Now Playing: Ali IngleJanuary 23, 2013
“Honest music for a generation of dreamers” is the first thing Ali Ingle’s Facebook page will tell you about him. And the next thing you hear might be “Think I felt love/I’ve sure felt pain” over some daydreamy acoustic guitar playing, from his recent single, “Tornado”. And with that, you’ll know the crux of Ingle’s music – it’s heartfelt, soft, and honest. And it’s made for all of us.
Ali Ingle – Tornado
It seems this proclamation from Ingle himself should accompany the music video above:
“I’m not trying to change the world or make a statement. My music is just the ramblings and inner thoughts of an attention-seeking kid who never quite grew up.”
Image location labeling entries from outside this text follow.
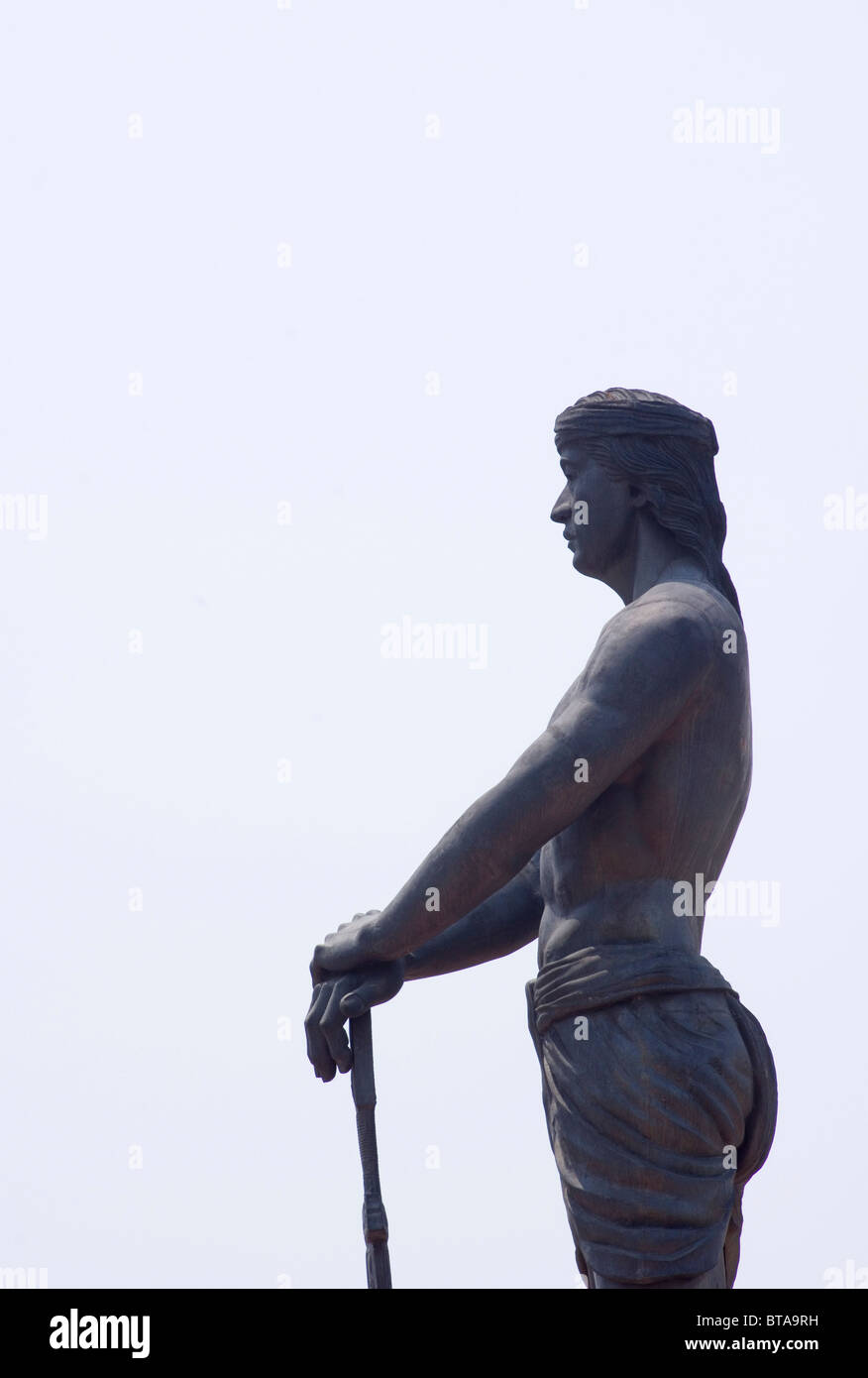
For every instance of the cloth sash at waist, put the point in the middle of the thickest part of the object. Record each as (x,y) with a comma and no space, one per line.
(612,972)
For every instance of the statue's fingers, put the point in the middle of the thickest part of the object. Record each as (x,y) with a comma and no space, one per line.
(374,989)
(332,1024)
(317,1045)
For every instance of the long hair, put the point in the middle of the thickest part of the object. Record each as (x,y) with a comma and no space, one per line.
(669,456)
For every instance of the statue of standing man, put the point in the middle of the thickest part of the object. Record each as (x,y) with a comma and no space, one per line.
(657,1084)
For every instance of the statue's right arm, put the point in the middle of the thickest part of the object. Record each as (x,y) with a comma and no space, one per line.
(500,925)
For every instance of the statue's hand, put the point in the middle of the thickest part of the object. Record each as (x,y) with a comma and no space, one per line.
(350,947)
(341,998)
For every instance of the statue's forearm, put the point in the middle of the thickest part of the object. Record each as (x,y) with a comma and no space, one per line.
(480,855)
(497,926)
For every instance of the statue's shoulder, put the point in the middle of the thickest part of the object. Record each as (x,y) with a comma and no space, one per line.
(689,604)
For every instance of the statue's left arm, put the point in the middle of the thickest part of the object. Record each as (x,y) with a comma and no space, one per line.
(648,663)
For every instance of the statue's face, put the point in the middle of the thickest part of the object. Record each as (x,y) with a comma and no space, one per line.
(598,513)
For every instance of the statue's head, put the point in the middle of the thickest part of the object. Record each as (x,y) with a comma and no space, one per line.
(634,456)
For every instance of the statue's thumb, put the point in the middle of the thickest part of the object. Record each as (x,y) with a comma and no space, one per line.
(359,1000)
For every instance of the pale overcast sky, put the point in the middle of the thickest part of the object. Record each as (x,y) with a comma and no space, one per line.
(292,297)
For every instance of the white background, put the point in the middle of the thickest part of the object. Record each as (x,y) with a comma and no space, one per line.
(411,255)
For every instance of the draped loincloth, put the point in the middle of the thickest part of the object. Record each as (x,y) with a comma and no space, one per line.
(660,1105)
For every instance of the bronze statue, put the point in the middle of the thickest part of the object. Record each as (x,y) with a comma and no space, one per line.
(659,1085)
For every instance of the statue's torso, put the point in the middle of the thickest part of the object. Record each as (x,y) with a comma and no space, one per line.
(673,815)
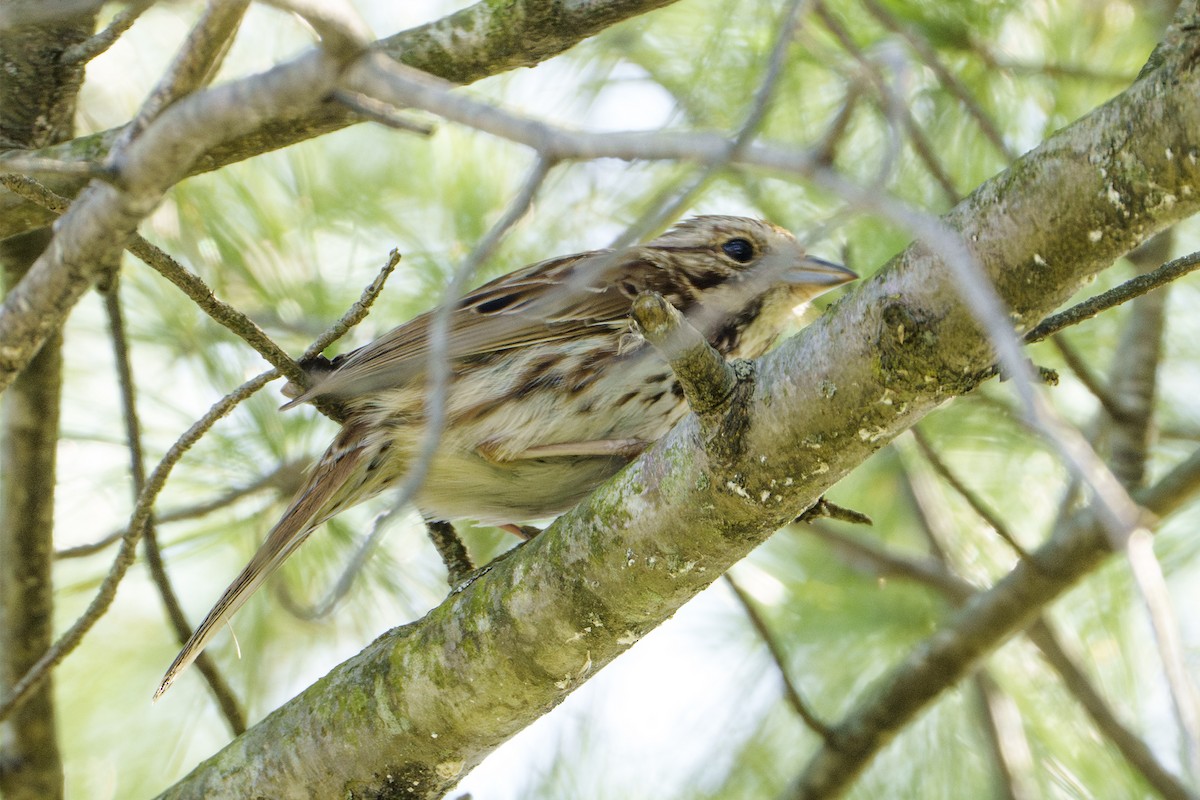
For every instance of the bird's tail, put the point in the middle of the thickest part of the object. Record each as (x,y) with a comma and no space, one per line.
(330,488)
Ingle is a new folk pop artist from Liverpool and is following up on the “kid who never grew up” theme with his latest EP, Of Monsters And Men. But, while the imagery and general ideals in his music might seem childlike in their admirable optimism, Ingle’s musicianship and lyrics are by no means immature.
Unlike many of the artists hailing from England, one of the great things about Ingle is that his songs don’t ooze the grey melancholy a lot of British music does. I know I’m making a gross over-generalisation, and sometimes that melancholy can be delightfully British, but Ingle’s tunes circumvent England’s innate Englishness.
The EP is a lesson in acoustic guitar accompaniment, and brings piano notes in in the right places on tracks like “Darkness Falls”. But it’s back to that first lyric I kept going when listening to it – “Think I felt love/I’ve sure felt pain” and the (literal) writing on the wall in the image above – whatever, and however Ingle is singing, he seems to be doing it to show us that there’s beauty in the everyday, beauty in the things we often don’t think of as beautiful, and that’s why his music is such a pleasure to hear!